THE MARKET AT A GLANCE
In the 1980s, cross-border capital movements accelerated with the advent of computers and technology, extending market continuum through Asian, European and American time zones. Transactions in forex market bounded from about $70 billion a day in the 1980s, to almost $2 trillion a day two decades later. This exceeds GDPs of almost all countries.
International currency market is a foreign concept to average individuals. Although it seems complex, the average individual can begin to understand and easily transact in the foreign exchange market and use it as a financial instrument for future investing.
Whether or not you are aware, you already play a role in the foreign exchange market, also known as the Forex market.
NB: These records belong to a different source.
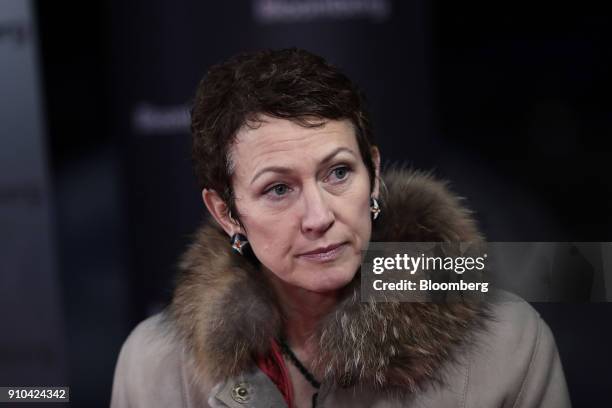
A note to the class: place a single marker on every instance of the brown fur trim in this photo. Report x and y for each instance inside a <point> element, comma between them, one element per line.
<point>225,315</point>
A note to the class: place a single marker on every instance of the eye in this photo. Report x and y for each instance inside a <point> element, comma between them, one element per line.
<point>278,190</point>
<point>340,173</point>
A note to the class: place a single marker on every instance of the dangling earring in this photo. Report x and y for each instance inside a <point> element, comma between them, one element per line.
<point>374,208</point>
<point>238,242</point>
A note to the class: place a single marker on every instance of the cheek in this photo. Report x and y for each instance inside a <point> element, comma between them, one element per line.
<point>271,240</point>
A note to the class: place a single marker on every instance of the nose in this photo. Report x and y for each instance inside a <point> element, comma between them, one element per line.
<point>318,216</point>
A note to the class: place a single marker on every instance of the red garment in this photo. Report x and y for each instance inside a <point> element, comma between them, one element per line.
<point>274,366</point>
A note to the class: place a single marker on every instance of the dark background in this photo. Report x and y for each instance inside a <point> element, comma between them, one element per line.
<point>509,101</point>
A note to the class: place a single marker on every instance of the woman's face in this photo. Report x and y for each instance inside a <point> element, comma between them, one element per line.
<point>304,199</point>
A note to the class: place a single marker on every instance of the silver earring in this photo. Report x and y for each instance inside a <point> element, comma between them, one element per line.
<point>238,242</point>
<point>374,208</point>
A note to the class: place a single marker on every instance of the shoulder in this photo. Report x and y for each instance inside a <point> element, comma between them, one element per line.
<point>517,359</point>
<point>149,367</point>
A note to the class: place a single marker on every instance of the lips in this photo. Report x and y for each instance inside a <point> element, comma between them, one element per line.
<point>322,250</point>
<point>324,254</point>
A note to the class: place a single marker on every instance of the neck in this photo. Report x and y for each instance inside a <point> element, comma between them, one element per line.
<point>303,310</point>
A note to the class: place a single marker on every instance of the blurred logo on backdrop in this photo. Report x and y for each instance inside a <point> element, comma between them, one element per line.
<point>149,119</point>
<point>284,11</point>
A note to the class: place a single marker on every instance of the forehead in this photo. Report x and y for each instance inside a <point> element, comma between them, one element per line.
<point>283,142</point>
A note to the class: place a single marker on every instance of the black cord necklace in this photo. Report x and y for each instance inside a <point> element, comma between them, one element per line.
<point>303,370</point>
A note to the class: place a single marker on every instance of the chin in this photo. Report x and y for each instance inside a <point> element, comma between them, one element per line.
<point>331,282</point>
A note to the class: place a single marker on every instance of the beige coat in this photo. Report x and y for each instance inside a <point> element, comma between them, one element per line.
<point>199,351</point>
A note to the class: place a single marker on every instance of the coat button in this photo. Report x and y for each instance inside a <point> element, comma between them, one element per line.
<point>241,392</point>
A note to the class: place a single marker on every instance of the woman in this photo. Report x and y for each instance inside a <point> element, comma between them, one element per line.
<point>271,317</point>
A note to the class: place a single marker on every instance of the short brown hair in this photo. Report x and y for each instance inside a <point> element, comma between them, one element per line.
<point>291,84</point>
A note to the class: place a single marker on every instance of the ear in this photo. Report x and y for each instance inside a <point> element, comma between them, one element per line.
<point>219,211</point>
<point>376,160</point>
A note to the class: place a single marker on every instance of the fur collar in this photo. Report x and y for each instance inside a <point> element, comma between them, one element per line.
<point>224,314</point>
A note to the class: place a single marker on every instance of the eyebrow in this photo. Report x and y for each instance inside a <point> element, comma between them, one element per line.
<point>285,170</point>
The simple fact that you have money in your pocket makes you an investor of currencies. Whether you are an American, or you are a Turkish citizen you all use foreign currencies in your transactions.
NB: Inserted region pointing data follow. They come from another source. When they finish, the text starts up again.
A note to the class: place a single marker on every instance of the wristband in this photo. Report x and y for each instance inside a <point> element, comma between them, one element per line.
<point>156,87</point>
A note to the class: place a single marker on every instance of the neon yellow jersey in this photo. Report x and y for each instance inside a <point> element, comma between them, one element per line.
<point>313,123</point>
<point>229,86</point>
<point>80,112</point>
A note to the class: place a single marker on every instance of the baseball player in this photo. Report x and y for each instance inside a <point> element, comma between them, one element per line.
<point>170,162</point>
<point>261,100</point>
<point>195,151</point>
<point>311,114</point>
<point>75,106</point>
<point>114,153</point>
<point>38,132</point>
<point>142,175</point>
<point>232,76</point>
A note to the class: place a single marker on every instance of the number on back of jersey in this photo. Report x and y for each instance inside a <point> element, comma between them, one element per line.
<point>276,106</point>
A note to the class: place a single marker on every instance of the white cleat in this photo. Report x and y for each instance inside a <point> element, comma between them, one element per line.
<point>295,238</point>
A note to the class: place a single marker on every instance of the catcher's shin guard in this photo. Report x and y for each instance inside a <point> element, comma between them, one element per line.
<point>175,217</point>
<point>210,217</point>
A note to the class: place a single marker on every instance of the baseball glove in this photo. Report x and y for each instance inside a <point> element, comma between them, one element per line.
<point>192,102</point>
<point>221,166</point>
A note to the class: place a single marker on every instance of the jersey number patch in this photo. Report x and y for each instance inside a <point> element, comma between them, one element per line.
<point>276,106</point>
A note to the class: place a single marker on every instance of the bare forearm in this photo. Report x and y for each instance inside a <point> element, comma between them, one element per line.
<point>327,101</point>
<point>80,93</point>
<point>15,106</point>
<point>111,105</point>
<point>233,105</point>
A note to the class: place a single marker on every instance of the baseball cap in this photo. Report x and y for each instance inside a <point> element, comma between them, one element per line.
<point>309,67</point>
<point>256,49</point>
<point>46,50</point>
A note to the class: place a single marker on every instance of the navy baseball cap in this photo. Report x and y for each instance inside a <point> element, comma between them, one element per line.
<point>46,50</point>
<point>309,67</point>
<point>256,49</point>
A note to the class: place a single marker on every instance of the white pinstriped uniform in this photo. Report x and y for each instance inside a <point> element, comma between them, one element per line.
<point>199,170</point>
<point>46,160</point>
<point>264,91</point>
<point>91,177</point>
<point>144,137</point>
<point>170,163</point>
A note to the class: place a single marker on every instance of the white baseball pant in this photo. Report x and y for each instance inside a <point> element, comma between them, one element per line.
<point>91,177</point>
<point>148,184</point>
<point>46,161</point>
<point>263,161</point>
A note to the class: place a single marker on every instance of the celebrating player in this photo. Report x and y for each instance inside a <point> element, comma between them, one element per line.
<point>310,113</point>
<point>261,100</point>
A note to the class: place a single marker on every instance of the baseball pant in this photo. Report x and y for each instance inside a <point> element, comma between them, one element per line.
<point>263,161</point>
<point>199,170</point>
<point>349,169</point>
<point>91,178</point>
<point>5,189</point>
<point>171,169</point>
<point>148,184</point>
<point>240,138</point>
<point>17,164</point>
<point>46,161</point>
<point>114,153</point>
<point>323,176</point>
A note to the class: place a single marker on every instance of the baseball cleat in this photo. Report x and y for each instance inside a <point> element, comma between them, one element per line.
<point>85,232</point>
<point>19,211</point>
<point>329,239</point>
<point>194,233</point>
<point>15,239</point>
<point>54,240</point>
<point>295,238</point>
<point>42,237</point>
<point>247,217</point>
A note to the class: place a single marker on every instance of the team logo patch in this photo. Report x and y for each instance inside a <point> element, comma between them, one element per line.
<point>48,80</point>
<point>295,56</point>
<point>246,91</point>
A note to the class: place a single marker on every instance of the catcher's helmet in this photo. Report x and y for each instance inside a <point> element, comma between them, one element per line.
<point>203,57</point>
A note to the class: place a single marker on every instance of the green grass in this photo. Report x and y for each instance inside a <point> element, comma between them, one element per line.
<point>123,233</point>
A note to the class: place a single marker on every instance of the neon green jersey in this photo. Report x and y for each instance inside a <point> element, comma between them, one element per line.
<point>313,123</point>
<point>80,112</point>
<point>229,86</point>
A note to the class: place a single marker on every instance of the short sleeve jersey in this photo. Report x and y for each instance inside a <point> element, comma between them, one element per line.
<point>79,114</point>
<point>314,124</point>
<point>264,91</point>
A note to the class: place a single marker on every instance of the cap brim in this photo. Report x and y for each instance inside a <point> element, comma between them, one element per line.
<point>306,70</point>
The cash people have and money in their savings account are particularly in U.S. Dollars, German Mark, Swiss Franc and Japanese Yen. The value of your stocks, bonds, and other investments are expressed in U.S. Dollars and other main currencies.
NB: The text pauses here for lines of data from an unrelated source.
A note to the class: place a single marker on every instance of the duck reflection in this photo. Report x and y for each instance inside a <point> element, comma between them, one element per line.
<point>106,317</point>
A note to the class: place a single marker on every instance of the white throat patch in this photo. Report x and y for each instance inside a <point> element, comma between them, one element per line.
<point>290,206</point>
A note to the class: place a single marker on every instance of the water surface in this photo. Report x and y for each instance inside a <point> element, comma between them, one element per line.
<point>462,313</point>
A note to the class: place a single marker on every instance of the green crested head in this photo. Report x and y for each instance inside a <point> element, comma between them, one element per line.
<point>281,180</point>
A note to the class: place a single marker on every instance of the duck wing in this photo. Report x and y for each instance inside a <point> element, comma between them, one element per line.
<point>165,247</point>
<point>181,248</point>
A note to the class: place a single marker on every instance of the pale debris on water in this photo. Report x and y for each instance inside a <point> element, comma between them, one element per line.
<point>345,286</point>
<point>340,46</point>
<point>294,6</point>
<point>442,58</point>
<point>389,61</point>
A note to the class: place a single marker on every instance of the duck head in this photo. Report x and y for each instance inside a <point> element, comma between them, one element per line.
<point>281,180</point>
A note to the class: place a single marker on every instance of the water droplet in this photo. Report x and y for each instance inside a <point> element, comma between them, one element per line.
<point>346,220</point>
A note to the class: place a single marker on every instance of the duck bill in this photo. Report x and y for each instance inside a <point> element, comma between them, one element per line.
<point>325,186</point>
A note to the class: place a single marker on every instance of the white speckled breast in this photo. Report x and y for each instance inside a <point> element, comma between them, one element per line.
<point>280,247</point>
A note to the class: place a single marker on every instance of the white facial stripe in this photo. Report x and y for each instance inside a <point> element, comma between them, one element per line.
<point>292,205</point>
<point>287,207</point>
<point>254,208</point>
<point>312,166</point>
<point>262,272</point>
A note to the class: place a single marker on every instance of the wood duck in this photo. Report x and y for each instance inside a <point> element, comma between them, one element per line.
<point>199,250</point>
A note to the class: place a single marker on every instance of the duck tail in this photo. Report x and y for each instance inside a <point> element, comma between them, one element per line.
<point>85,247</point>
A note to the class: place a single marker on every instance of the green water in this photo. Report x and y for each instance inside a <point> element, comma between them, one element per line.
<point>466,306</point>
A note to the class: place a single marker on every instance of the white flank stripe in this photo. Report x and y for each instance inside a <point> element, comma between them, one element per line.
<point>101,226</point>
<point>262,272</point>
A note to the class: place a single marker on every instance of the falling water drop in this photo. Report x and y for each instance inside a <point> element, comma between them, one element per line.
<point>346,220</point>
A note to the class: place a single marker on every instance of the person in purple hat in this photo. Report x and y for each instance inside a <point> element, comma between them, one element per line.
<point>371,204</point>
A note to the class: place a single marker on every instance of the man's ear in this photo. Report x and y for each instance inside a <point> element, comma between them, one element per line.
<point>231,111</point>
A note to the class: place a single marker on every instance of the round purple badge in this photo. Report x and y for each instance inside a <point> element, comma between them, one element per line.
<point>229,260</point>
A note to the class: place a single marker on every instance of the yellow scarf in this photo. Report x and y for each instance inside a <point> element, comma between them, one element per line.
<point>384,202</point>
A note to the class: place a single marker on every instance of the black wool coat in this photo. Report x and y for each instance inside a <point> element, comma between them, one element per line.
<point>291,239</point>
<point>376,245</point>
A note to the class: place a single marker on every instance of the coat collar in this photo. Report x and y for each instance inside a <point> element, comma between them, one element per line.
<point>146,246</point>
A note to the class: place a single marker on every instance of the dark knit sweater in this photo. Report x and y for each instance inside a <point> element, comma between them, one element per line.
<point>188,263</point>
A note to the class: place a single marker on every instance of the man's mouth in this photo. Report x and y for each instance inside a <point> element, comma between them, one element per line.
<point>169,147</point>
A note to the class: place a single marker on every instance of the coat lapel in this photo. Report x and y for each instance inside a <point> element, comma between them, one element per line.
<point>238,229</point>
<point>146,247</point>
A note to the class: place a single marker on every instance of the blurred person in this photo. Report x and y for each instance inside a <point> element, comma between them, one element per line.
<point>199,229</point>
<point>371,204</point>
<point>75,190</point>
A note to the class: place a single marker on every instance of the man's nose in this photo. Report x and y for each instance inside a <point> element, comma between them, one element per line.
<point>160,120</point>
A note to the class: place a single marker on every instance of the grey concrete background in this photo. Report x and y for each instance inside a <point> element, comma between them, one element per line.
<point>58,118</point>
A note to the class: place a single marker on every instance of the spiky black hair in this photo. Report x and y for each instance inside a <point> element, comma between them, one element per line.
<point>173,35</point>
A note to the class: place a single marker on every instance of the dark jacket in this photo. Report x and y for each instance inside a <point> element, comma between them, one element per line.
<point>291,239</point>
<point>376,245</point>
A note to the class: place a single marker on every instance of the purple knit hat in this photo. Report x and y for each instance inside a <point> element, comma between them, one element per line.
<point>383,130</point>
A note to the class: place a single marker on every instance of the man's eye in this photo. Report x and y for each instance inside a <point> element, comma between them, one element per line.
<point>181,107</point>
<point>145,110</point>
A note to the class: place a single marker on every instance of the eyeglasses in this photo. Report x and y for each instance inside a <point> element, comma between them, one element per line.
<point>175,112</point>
By holding U.S. Dollars, for example, you have basically elected not to hold the currencies of other nations. Your purchase of stocks, bonds, and other investments, along with money deposited into your bank account represent investments which rely heavily on the integrity of the value of the currency in which it is denominated---the U.S. Dollar. Due to the increasing and decreasing value of the U.S. Dollar with respect to other currencies and the resultant fluctuation in exchange rates, your investment portfolio may have experienced changes in value, thus affecting your overall financial status. With this in mind, it should be no surprise that many shrewd investors have taken advantage of the fluctuation in exchange rates using the volatility of the foreign exchange market to trade currencies and put more money in their pockets.